Allie swallowed and picked up the receiver at the same instant Rafe did his. Before she had it halfway to her ear, Dom’s voice leaped out at her.
“Have you seen this sunrise? It’s unbelievable. I want you outside in twenty minutes.”
“Dom, I’m not dressed!”
“I don’t need you dressed. Wear a goddamn sheet if you want. No, put on something black. I don’t care what. I just want your eyes. Move it, Allie.”
She winced as he slammed the receiver down. Replacing hers with a bit more care, she gave Rafe a small, lopsided smile.
“You’d better go grab a cup of coffee and some of those chila-whatevers while you can. If I’m not mistaken, all hell’s going to break loose around here in about ten minutes.”
Sure enough, Xola and Stephanie and the rest of the prep crew descended on the casita within moments. Like Allie, they wer
e in varying states of undress. Unlike Allie, they weren’t happy about turning out to enjoy a spectacular New Mexico dawn. In a flurry of brushes and moisturizer pads and scathing remarks about photographers who demanded the impossible, they went to work.
Twenty minutes later, Rafe propped a shoulder against an archway, sipped from a steaming cup of coffee and watched Avendez position Allie.
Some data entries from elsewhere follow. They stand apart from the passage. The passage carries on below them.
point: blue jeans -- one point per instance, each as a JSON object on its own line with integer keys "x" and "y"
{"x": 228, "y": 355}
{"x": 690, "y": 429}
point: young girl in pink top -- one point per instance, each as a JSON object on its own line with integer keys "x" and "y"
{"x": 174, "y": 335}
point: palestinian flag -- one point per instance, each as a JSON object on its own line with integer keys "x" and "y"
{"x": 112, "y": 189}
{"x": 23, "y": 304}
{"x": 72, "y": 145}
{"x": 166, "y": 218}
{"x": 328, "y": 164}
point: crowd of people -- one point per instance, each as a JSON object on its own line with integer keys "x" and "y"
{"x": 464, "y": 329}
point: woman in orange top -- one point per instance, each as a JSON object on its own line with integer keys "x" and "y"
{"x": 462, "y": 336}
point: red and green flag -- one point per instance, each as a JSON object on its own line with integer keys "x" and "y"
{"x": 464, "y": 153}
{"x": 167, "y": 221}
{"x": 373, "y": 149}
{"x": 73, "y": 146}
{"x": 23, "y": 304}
Wrapped in a black cloak Xola had miraculously procured from some unspecified source, she stood with her face to the dark mountain peaks in the west. Behind her, blazing color pinwheeled across the eastern sky. It was the kind of sunrise only New Mexico could produce.
The swirling, brilliant hues had to do with the altitude, Rafe had learned. The lowest point in New Mexico was over a thousand feet higher than the loftiest peak in the Ozarks. At this height, the air was so thin, so lacking in oxygen and carbon dioxide, that it offered little to diffuse or defract the light. Instead of glowing softly, streetlights became pinpoints of brilliance in the night. White buildings set against the dark green backdrop of ponderosa pines could be seen for thirty or more miles away. Sunrises and sunsets became awesome displays of reds and purples and golds, with slashes of turquoise thrown in.
Reluctantly Rafe conceded that the agony this thin air caused him during his early-morning runs with Allie might be a small price to pay for something that could only be classified as one of the wonders of the natural world. The question yet to be answered in his mind, however, was why Avendez had been up so early to view this particular display.
If he was up at five, had he also been up at two, when Allie’s call came in?
It was a definite possibility. The man drove himself as hard as he drove everyone else. He locked himself away in his portable processing center for hours after each day’s shoot, harassing his assistants while they developed contact sheets and consulting with the art directors. He often went back to the center after his nightly review sessions with Allie to work.
Rafe had checked out the processing unit during the first day’s shoot. The place was self-contained and Saturday-morning-inspection neat. Chemicals were stored in clearly marked containers and film supplies and equipment were locked away. A dark room took up the back half of the unit. The front half served as an office and design center, complete with several computers and, Rafe remembered suddenly, a phone.